Conférence des territoires : Macron a lu Humeurs Politiques !

Ce lundi 17 juillet se tenait au Sénat la première Conférence des territoires, instance de dialogue entre l'Etat et les élus locaux voulue par le Président Macron. Le programme est disponible ici, pour ceux qui veulent voir à quoi ressemble l'ordre du jour de ce type de sauterie.

Le président de la République, Emmanuel Macron, avec le Premier ministre Edouard Philippe et le président du Sénat, Gérard Larcher, lors de la Conférence nationale des Territoires, le 17 juillet 2017 à Paris. 

L'exécutif était attendu de pied ferme pas des élus locaux inquiets des annonces relatives à la suppression de la taxe d'habitation pour 80% des contribuables, de la possible poursuite de la baisse des dotations de l'Etat et de moult autres sujets ayant trait à la gestion et au financement des services publics locaux.

Ce qui en ressort globalement, c'est que l'exécutif n'a pas annoncé grand chose de concret. Les élus locaux se sont dits très satisfaits de la forme (une vraie concertation et non une séance d'information) et moins du fond car les annonces faites vont dans le sens d'une poursuite de l'accroissement de la contrainte financière : comme le résume Dominique Bussereau, Président de l'Association des Départements de France, "il est évident qu’un simple échange d’un peu plus de liberté contre beaucoup plus de sacrifices financiers ne serait pas acceptable dans les mois à venir".

On serait pourtant tenté d'inverser l'analyse. Si la Conférence des territoires a semble-t-il en effet ressemblé à une concertation, on peut noter que le prochain rendez-vous de cette instance se situe le 2 décembre, date à laquelle certes la loi de finances pour 2018 (qui actera des réformes fiscales et de dotations) sera toujours en cours de discussion, mais les principaux arbitrages auront été réalisés, et les principaux échanges auront d'ores et déjà eu lieu par ailleurs (notamment au sein d'une Assemblée Nationale dont l'écrasante majorité macronienne est composée de peu d'élus locaux).

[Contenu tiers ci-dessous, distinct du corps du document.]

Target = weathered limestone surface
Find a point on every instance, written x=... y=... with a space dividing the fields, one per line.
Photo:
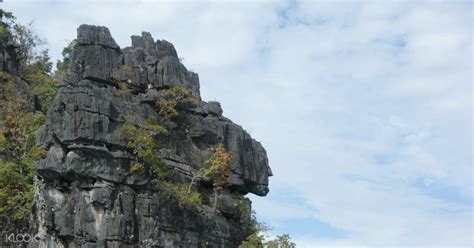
x=86 y=194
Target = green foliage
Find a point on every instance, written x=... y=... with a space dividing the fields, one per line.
x=174 y=99
x=281 y=241
x=123 y=74
x=218 y=169
x=180 y=191
x=123 y=89
x=38 y=78
x=142 y=141
x=63 y=65
x=137 y=168
x=253 y=241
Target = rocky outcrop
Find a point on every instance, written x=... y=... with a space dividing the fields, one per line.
x=86 y=194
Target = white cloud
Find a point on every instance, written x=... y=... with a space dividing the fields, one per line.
x=356 y=103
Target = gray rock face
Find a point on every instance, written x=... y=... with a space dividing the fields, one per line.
x=87 y=195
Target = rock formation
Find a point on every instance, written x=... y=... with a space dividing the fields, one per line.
x=86 y=195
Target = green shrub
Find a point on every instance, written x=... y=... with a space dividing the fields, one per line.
x=137 y=168
x=141 y=139
x=218 y=169
x=173 y=99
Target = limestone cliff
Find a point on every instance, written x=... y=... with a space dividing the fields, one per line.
x=86 y=195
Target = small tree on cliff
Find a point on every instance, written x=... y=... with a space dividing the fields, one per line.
x=218 y=170
x=141 y=139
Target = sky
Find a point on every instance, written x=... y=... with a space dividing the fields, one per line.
x=364 y=107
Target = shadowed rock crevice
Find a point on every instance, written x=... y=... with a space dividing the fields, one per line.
x=87 y=195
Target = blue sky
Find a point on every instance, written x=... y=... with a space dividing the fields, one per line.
x=365 y=108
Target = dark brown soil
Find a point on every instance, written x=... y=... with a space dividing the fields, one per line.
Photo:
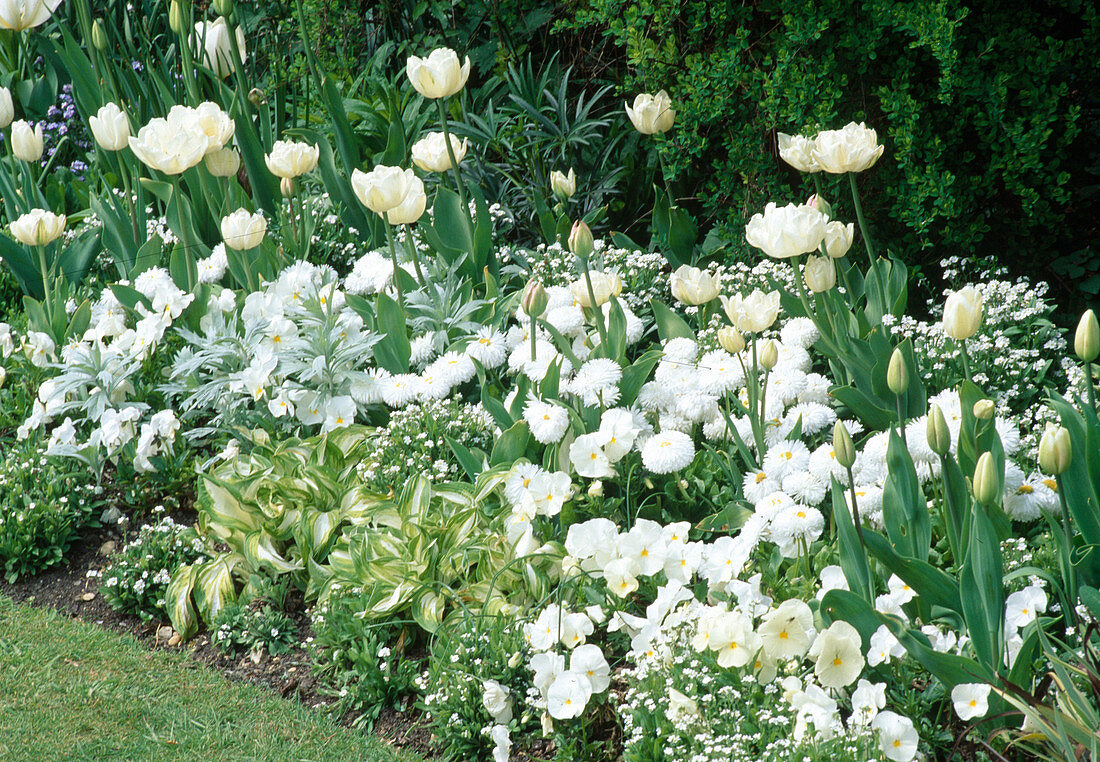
x=65 y=588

En revanche sur le fond, le peu d'annonces faites, et surtout le flou de ces annonces, laisse malgré tout quelque espoir au regard des craintes que l'on pouvait légitimement avoir. Relevons en particulier deux sujets.

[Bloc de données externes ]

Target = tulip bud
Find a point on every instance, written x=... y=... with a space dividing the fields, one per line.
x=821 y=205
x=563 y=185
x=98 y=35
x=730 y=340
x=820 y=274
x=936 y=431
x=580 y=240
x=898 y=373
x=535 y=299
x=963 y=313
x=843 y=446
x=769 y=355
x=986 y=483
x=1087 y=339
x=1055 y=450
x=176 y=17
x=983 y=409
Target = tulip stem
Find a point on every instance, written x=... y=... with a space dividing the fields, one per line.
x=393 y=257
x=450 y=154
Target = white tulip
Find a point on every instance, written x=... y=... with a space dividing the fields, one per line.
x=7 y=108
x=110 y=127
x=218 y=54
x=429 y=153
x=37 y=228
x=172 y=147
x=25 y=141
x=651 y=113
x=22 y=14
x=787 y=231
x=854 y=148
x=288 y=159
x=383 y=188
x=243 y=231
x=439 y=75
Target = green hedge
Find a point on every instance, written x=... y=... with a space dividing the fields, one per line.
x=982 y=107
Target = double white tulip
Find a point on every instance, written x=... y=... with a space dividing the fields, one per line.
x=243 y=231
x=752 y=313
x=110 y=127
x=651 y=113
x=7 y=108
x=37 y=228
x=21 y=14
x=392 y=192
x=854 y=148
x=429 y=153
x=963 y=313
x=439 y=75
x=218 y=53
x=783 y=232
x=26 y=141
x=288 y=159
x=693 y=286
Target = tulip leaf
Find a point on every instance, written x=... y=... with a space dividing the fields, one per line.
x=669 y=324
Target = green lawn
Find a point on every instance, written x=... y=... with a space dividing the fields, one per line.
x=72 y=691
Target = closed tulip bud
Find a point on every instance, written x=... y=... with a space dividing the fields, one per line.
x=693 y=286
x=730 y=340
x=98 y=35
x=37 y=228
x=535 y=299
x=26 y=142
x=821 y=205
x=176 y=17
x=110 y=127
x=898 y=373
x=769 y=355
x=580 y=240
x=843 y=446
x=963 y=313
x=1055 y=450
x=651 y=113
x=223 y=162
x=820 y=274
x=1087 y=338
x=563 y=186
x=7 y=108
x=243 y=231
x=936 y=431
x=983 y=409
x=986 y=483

Sur le plan de l'effort budgétaire, certes l'Etat annonce vouloir faire contribuer les collectivités à hauteur de 13 milliards d'euros d'économies sur la durée du mandat, soit plus que les 10 milliards évoqués jusqu'à présent, et que les 10 milliards de réduction de dotations déjà subis ces quatre dernières années. Pourtant les termes choisis et soupesés par l'exécutif laissent entrevoir des modalités très différentes, même si celles-ci restent extrêmement floues à ce stade.

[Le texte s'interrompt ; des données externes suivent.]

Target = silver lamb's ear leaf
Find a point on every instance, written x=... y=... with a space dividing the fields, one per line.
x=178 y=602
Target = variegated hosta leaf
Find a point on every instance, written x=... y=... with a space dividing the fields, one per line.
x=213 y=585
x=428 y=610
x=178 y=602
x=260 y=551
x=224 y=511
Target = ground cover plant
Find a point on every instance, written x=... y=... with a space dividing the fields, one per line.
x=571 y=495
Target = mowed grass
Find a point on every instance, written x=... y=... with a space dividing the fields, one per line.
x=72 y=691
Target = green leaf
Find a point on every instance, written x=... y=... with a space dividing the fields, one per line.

En effet, lors de la précédente mandature, la "contribution au redressement des finances publiques" s'est traduite pour les collectivités locales par une baisse des dotations de l'Etat, autrement dit une logique de "coupage de robinet" ou tout du moins de réduction du débit. On nous annonce aujourd'hui que les économies à réaliser par les collectivités devront l'être à leur initiative, dans une logique de surveillance des dépenses par l'Etat, mais aucunement de réduction mécanique des recettes. Dans l'état actuel de cette annonce d'ordre général, beaucoup de questions se posent, notamment sur le plan juridique (la libre administration des collectivités est inscrite dans la constitution) et méthodologique (comment l'Etat qui a déjà du mal à se gérer intelligemment lui-même peut-il suivre de manière pertinente la qualité de gestion de 36 000 communes, près de 10 000 structures intercommunales, une centaine de départements et 13 régions ?). Nous verrons dans les mois à venir s'il en ressort quelque chose d'intelligent dans le pilotage de la relation Etat / Collectivités ou une nouvelle usine à gaz jacobine, mais l'espoir reste aujourd'hui permis, d'autant que le Président Macron annonce vouloir suivre en matière de normes la règle du "2 pour 1" : pour chaque nouvelle norme imposée aux collectivités (et génératrice de dépenses nouvelles), deux normes existantes seront supprimées - voilà une piste de travail intéressante.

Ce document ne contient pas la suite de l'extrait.